James emerged onto the sandy bank to find Miss Angeline, her skirts hiked up to her knees, standing in the river, slapping clothes against a rock. On the shore, Stowy, her inseparable cat, pounced on leaves and frogs and anything that dared move. Sunlight set Angeline’s hair aglow in spirals of glittering amber trickling over her elegant neck. James had never seen a more beautiful sight.

Despite the rushing river and the warble of birds, she must have heard his boot’s tread, for a pistol appeared in her hands so fast, he hadn’t seen her draw it or from whence it had come.

He raised his hands, taken aback at the familiar way she held the weapon. Not with the hands of a seamstress, but with the hands of one accustomed to handling a gun. “I surrender.”

Her eyes sparkled, and her shoulders lowered…along with the gun. “Do forgive me, Doctor. I’ve been a bit skittish lately.”

“No need. I’m glad for it. It isn’t safe for you to be out here alone.” Which was why he had come in the first place. He’d seen the other women leaving with basketfuls of wet laundry, but not Angeline. Though James hadn’t spoken to her since he’d made a fool of himself and run off during his sermon at church, he’d kept his eye on her.
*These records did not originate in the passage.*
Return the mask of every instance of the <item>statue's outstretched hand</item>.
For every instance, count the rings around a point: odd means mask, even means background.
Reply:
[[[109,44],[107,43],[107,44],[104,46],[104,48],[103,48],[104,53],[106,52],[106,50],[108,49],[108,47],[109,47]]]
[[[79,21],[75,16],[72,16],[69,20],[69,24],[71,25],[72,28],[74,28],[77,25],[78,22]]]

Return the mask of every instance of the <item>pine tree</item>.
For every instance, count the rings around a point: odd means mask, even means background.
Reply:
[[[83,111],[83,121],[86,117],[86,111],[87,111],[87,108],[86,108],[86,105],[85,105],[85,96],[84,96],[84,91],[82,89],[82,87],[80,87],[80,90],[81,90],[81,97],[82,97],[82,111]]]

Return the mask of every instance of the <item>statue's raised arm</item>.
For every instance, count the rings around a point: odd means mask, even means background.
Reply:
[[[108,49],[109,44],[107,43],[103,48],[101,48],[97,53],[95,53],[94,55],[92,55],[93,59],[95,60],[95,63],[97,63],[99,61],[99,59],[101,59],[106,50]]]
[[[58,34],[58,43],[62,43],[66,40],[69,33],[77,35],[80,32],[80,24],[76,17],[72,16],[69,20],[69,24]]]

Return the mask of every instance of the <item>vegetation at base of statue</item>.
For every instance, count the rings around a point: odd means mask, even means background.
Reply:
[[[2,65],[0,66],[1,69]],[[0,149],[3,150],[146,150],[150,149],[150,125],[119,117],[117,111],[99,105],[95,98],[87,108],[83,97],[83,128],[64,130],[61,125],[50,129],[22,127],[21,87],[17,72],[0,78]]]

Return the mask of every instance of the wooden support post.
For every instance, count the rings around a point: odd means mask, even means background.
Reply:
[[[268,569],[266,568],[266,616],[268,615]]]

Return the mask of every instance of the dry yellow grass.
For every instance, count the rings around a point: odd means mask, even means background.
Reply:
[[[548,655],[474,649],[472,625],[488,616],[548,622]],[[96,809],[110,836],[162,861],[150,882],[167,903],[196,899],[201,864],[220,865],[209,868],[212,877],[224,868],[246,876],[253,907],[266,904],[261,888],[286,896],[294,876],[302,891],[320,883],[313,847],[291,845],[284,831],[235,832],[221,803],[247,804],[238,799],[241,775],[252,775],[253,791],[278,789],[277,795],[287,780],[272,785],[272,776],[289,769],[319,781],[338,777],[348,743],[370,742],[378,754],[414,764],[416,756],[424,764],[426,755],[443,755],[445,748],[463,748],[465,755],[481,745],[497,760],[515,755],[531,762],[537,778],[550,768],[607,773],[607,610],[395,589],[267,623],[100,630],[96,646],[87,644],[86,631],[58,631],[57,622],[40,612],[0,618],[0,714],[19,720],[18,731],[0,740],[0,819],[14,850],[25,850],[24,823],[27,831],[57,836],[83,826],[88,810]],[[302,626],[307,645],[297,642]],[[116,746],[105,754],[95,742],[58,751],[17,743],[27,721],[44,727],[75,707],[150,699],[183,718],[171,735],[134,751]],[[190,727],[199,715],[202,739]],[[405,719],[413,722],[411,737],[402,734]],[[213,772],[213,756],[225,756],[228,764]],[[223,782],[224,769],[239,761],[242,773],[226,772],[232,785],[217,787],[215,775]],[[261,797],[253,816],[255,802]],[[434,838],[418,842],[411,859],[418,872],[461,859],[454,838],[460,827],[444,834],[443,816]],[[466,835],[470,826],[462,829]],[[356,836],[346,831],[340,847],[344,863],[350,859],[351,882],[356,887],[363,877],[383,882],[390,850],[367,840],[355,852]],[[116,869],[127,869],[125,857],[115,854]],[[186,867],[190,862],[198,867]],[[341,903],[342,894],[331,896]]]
Especially after Eliza had told him about Dodd’s propensity for peeping at the women.

James approached, sweeping a cautious glance over the clearing, then to the bank on the other side of the river. Afternoon sunlight rippled in silver ribbons across water that stretched at least forty yards before thick jungle kept it at bay. No sign of intruders or Peeping Toms. “You should always have at least one other person with you.”

Stuffing the gun into her belt, she waded to shore, but then glanced down at her raised skirts and lowered them immediately, face reddening. James smiled. How refreshing to find such a modest woman. In fact, all of the women in the colony seemed in possession of the highest morals. And if James had his way, he intended to keep it that way. He’d had his fill of unscrupulous women.

“To deliver thee from the strange woman, even from the stranger which flattereth with her words…For her house inclineth unto death, and her paths unto the dead
.
None that go unto her return again, neither take they hold of the paths of life.”

The words of Proverbs, words he had memorized and recited each day, stood to attention in his mind.

“I’m nearly done here.” Angeline’s voice snapped him from his musings. “And though I appreciate your concern, Doctor, I can take care of myself.” She scooped up Stowy and stroked his fur, eyeing James with those exquisite violet eyes of hers. “Is there something I can do for you?”

He shifted his boots in the sand, wondering why the lady always turned his insides to porridge. “I’m checking with all the women to make sure they feel safe in the colony and aren’t being bothered by any of the men.” He invented a half-truth, ignoring the twinge of guilt that came with it. He’d fully intended to talk to Angeline after Eliza told him about Dodd, but he hadn’t gotten around to it yet.

Her brow furrowed. A breeze stirred a pile of leaves, and Stowy leapt from her arms onto the pesky foliage. “Are you applying to be our town’s constable as well, Doctor?” She smiled.

He suddenly felt rather silly, like an awkward schoolboy with his first infatuation. “No, I believe being preacher keeps me busy enough.” He slanted his lips, wondering how to explain his concern without seeming like a lovesick fool. “The colonel and I want to keep an eye on all the single ladies in New Hope.” Truss it, that didn’t sound right either. “I mean we…well, in the absence of a lawman, we feel responsible for the ladies who live alone.”